The Graph Unlocks a New Web3 Use Case: Organizing Off-chain Data

This blog was written by Craig Tutterow, Principal Data Scientist at Edge & Node, a core developer team of The Graph. Prefer to hear this blog aloud? Listen to the contents of this blog via The Graph Podcast.


TL;DR - The Graph can be used to organize off-chain data. Anyone can create a workflow where traditionally off-chain data is posted to IPFS and IPFS hashes are posted on-chain. This data can then be indexed by subgraphs (open APIs) – which in turn can be used to serve organized off-chain data to front ends in a performant way with low cost and effort.


The Graph’s use cases are constantly growing. While The Graph is widely known for organizing on-chain data, a longtime mission of the protocol has been to provide easy access to allof the world’s public knowledge and information in a decentralized way. One way to make a broader pool of data even more accessible via The Graph is one that has not yet been described at length: organizing and serving off-chain data.
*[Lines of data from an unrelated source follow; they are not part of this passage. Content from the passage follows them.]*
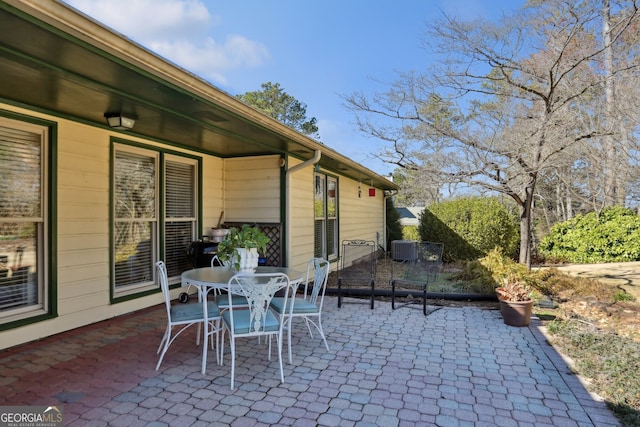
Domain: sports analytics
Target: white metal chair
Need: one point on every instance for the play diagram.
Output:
(308, 304)
(183, 315)
(257, 319)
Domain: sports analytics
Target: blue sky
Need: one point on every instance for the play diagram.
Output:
(315, 50)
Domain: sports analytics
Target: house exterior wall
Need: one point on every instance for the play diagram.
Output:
(245, 189)
(83, 246)
(252, 189)
(361, 217)
(301, 216)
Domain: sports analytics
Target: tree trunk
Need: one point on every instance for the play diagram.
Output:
(525, 224)
(610, 168)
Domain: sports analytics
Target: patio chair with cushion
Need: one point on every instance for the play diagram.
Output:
(183, 315)
(420, 265)
(256, 319)
(308, 304)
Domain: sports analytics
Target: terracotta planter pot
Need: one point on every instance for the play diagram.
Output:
(516, 313)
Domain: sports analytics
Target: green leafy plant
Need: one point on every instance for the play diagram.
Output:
(470, 227)
(246, 237)
(612, 235)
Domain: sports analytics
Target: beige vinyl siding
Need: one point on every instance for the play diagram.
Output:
(252, 189)
(83, 229)
(301, 221)
(83, 219)
(212, 192)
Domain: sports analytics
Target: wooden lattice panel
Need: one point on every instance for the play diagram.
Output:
(274, 233)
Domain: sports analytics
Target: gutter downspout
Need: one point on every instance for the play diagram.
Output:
(387, 194)
(315, 159)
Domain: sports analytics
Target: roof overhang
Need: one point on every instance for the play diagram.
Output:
(60, 61)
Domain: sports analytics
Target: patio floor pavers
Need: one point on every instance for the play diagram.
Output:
(455, 367)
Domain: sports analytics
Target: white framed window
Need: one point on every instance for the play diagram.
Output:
(24, 236)
(180, 207)
(325, 216)
(135, 218)
(155, 205)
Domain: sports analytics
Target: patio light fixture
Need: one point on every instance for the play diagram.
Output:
(120, 121)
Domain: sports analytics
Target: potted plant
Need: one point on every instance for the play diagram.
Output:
(241, 247)
(516, 303)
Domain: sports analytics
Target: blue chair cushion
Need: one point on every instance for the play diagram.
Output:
(236, 300)
(241, 319)
(300, 306)
(193, 312)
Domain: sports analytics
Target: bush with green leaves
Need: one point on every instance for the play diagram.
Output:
(470, 227)
(613, 235)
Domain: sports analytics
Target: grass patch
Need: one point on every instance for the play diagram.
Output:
(609, 362)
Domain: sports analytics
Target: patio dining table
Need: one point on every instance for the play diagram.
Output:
(207, 278)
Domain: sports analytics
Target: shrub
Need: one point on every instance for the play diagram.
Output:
(470, 227)
(410, 232)
(611, 236)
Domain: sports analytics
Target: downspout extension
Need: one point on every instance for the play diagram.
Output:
(311, 162)
(387, 194)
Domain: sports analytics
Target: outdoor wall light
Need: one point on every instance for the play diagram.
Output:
(120, 121)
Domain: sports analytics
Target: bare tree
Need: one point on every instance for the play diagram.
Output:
(505, 103)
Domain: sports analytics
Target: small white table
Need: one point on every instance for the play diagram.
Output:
(207, 278)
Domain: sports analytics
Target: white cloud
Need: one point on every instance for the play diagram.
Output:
(178, 30)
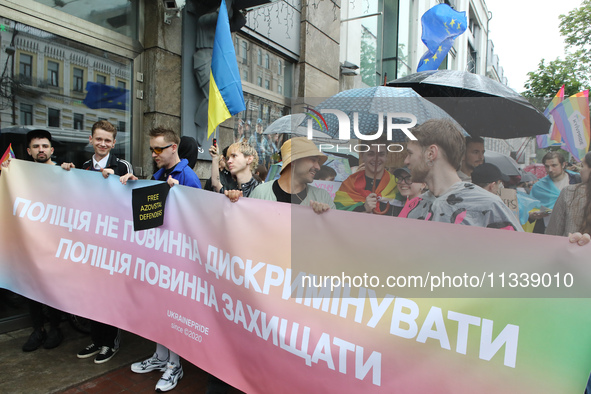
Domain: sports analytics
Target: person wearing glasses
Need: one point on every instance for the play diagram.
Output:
(410, 191)
(164, 144)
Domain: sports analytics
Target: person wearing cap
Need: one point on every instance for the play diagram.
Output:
(39, 147)
(409, 190)
(362, 190)
(301, 162)
(473, 157)
(434, 159)
(260, 143)
(489, 177)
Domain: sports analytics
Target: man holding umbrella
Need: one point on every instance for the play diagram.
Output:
(434, 159)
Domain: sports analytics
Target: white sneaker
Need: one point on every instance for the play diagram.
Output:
(170, 378)
(149, 365)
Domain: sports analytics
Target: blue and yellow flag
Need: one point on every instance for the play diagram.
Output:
(225, 88)
(105, 96)
(441, 25)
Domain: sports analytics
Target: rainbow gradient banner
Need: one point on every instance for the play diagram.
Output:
(234, 289)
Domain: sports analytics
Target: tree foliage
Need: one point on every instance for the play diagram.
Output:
(574, 70)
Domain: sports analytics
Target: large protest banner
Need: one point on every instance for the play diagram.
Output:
(216, 283)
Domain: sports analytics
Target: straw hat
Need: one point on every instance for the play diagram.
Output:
(298, 148)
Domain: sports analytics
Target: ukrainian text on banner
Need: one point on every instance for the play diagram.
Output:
(214, 282)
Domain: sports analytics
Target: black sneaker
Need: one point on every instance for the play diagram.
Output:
(35, 340)
(54, 338)
(105, 354)
(88, 351)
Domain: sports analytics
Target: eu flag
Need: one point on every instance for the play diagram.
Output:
(105, 96)
(225, 88)
(441, 25)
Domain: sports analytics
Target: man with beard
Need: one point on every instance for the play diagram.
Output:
(473, 157)
(372, 189)
(301, 161)
(547, 189)
(39, 147)
(434, 159)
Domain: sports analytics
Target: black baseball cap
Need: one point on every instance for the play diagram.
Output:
(38, 133)
(488, 173)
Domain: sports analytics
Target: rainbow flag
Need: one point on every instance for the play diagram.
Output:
(553, 137)
(225, 88)
(571, 117)
(9, 154)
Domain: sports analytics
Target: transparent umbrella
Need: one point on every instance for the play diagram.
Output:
(371, 106)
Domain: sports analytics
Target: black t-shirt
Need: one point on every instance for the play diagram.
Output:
(283, 196)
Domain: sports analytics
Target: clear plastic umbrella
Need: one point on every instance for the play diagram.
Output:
(367, 104)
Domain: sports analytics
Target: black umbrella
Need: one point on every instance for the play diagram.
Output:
(482, 106)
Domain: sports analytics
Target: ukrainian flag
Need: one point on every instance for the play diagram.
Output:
(225, 88)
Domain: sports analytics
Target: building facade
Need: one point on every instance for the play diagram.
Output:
(289, 53)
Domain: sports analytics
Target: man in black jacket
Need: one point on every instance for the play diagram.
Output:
(105, 338)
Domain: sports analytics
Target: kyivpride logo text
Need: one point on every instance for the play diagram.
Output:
(344, 128)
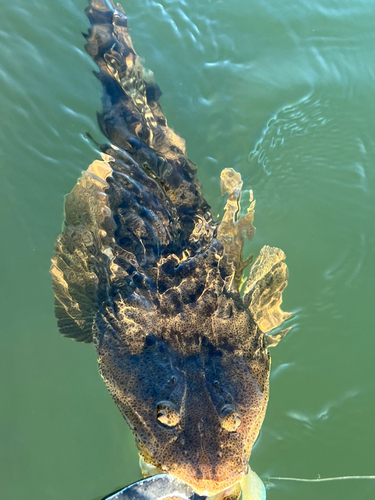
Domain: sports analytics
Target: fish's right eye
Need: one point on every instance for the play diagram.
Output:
(167, 414)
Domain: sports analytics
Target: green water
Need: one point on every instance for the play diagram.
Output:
(281, 90)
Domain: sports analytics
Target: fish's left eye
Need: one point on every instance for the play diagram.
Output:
(167, 414)
(230, 418)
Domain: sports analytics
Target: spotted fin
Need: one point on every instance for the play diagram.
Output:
(232, 227)
(264, 287)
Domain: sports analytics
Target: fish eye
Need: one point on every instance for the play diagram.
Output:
(230, 418)
(167, 414)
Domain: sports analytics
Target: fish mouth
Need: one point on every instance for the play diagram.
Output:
(221, 485)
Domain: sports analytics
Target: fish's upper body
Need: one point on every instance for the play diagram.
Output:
(143, 272)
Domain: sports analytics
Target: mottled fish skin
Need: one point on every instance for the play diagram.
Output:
(141, 271)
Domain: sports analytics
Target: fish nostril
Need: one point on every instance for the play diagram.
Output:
(230, 418)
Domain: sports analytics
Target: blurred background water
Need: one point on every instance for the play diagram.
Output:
(281, 90)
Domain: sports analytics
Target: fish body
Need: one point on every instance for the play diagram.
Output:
(142, 271)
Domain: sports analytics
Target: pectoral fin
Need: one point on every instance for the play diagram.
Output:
(263, 291)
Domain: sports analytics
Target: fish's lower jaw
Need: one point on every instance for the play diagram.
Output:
(213, 490)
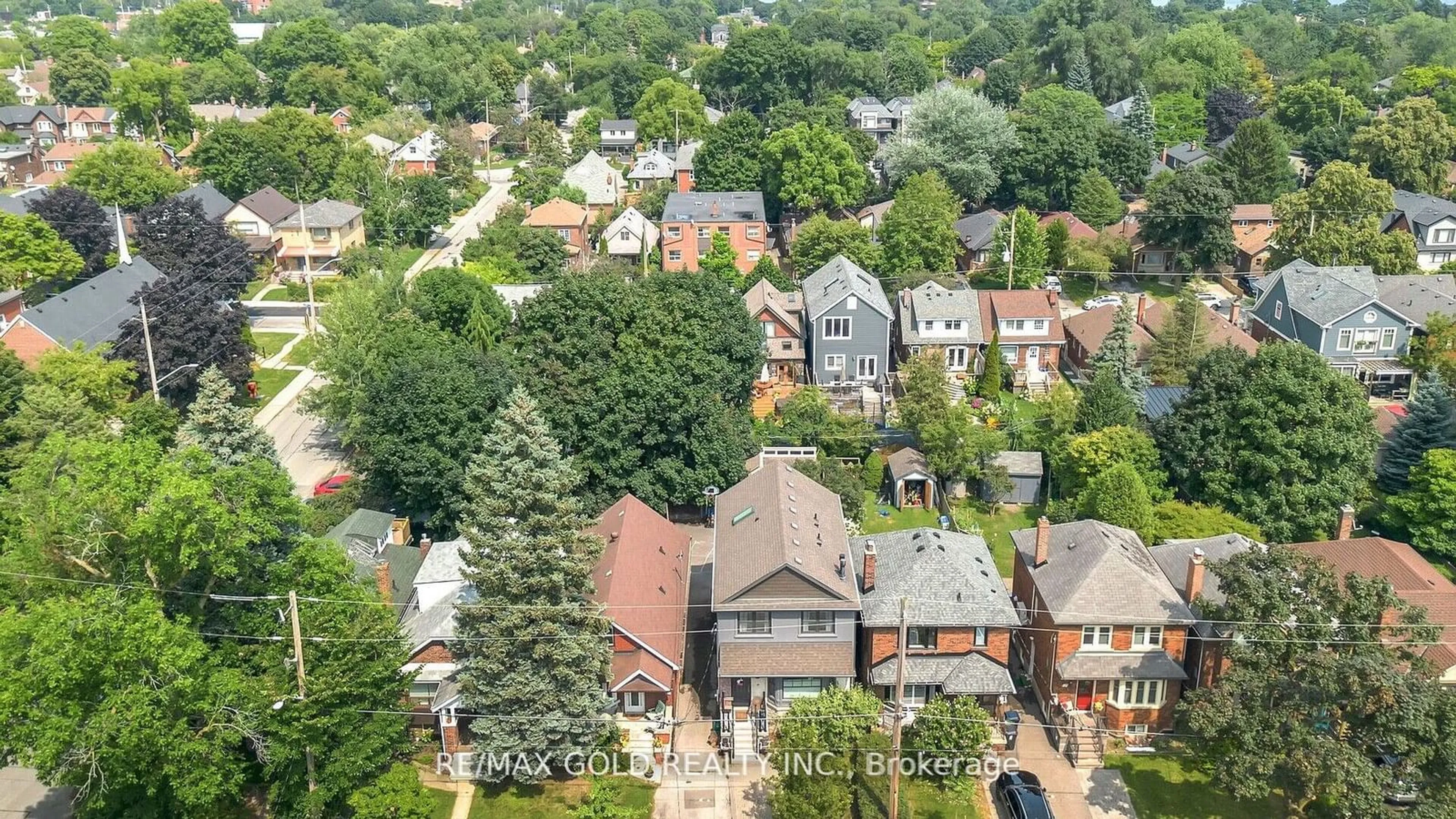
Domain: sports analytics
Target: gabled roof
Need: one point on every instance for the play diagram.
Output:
(780, 524)
(1098, 573)
(643, 576)
(977, 229)
(838, 279)
(270, 205)
(950, 577)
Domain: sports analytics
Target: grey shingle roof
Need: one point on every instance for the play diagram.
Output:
(324, 213)
(950, 577)
(778, 519)
(977, 229)
(95, 309)
(700, 206)
(1023, 464)
(1120, 665)
(956, 674)
(838, 279)
(1098, 573)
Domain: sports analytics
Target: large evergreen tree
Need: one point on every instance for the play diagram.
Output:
(533, 656)
(1430, 423)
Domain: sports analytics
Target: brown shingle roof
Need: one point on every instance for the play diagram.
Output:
(643, 575)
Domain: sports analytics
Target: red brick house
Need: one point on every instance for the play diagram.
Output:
(960, 617)
(1107, 632)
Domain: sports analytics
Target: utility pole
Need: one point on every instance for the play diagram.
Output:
(146, 339)
(901, 710)
(298, 665)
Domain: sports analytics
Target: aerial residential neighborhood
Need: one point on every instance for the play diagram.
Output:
(957, 410)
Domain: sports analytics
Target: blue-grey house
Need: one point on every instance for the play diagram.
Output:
(1359, 321)
(846, 328)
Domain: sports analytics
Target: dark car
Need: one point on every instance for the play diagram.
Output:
(1023, 795)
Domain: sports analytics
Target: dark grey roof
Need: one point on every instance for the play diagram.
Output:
(215, 205)
(1098, 573)
(698, 206)
(979, 229)
(270, 205)
(1323, 293)
(1120, 665)
(777, 521)
(95, 309)
(324, 213)
(950, 577)
(956, 674)
(1159, 401)
(828, 286)
(1021, 464)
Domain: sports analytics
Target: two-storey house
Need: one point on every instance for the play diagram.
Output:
(1028, 327)
(1360, 323)
(947, 323)
(691, 221)
(780, 314)
(319, 232)
(784, 594)
(1430, 221)
(1106, 629)
(846, 326)
(959, 617)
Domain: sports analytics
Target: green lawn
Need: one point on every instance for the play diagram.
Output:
(270, 381)
(897, 518)
(551, 799)
(270, 343)
(996, 528)
(1165, 788)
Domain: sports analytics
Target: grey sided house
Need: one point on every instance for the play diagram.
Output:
(846, 334)
(785, 595)
(1360, 323)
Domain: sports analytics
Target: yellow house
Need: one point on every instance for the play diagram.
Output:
(319, 232)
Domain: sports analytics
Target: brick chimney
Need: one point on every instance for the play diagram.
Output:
(1194, 585)
(1043, 541)
(386, 588)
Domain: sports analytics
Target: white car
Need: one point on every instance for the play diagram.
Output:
(1107, 299)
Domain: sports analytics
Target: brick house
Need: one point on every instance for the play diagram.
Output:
(691, 221)
(1107, 630)
(960, 615)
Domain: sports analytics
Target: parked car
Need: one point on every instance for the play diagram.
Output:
(1103, 301)
(331, 484)
(1023, 795)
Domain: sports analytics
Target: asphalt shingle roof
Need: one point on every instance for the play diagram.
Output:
(950, 577)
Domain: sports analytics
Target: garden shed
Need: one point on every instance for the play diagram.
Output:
(1024, 470)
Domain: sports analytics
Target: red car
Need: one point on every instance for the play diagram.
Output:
(329, 486)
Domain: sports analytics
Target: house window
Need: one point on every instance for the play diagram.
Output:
(755, 624)
(1148, 636)
(800, 687)
(1142, 693)
(817, 623)
(921, 637)
(836, 328)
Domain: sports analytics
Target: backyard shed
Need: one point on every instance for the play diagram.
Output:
(910, 480)
(1024, 470)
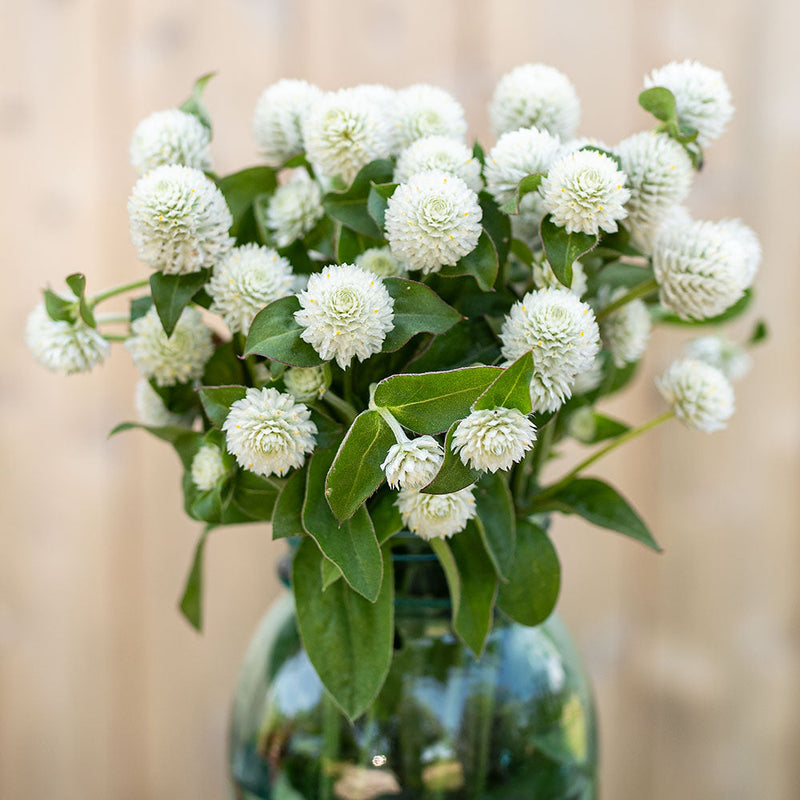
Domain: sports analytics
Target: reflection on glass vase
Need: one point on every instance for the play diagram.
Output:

This post details a method of using The Graph to economically and scalably publish and serve complex, dynamic, open-source data at scale without the overhead of building or maintaining proprietary APIs. It’s a use case that presents a unique opportunity to access and organize traditionally off-chain, centrally hosted data sources and create useful new data economies for users, developers, data scientists, researchers and more.

Web3’s Unique Value Proposition and Tradeoffs

Web3 architectures simplify back end development by enabling users to read and write to the underlying blockchain either directly or through middleware service providers. At scale, however, one tradeoff that arises is cost. On-chain transaction costs (i.e., gas) are prohibitive for more complex computation or larger scale data storage. This has limited the complexity of applications, or caused developers to depart from more open-source data development models by building proprietary off-chain, centrally-hosted APIs to augment on-chain data sources.

Web3’s unique value proposition is enabling a competitive market for software application development by leveraging cryptography to give users ownership of their public or private data. The public nature of blockchain transactions reduces user “lock-in” and switching costs, giving users more confidence in the permanence and integrity of data through protocol incentives that reward redundancy and consensus. Data portability of this nature allows new types of experiences to be built at lower cost by crowdsourcing development effort in a permissionless way that is not beholden to a single company’s shareholders or management. Web3’s open data is a stark contrast to custodial web2 data silos (what technologist Jaron Lanier and economist Glen Weyl have called “siren servers”).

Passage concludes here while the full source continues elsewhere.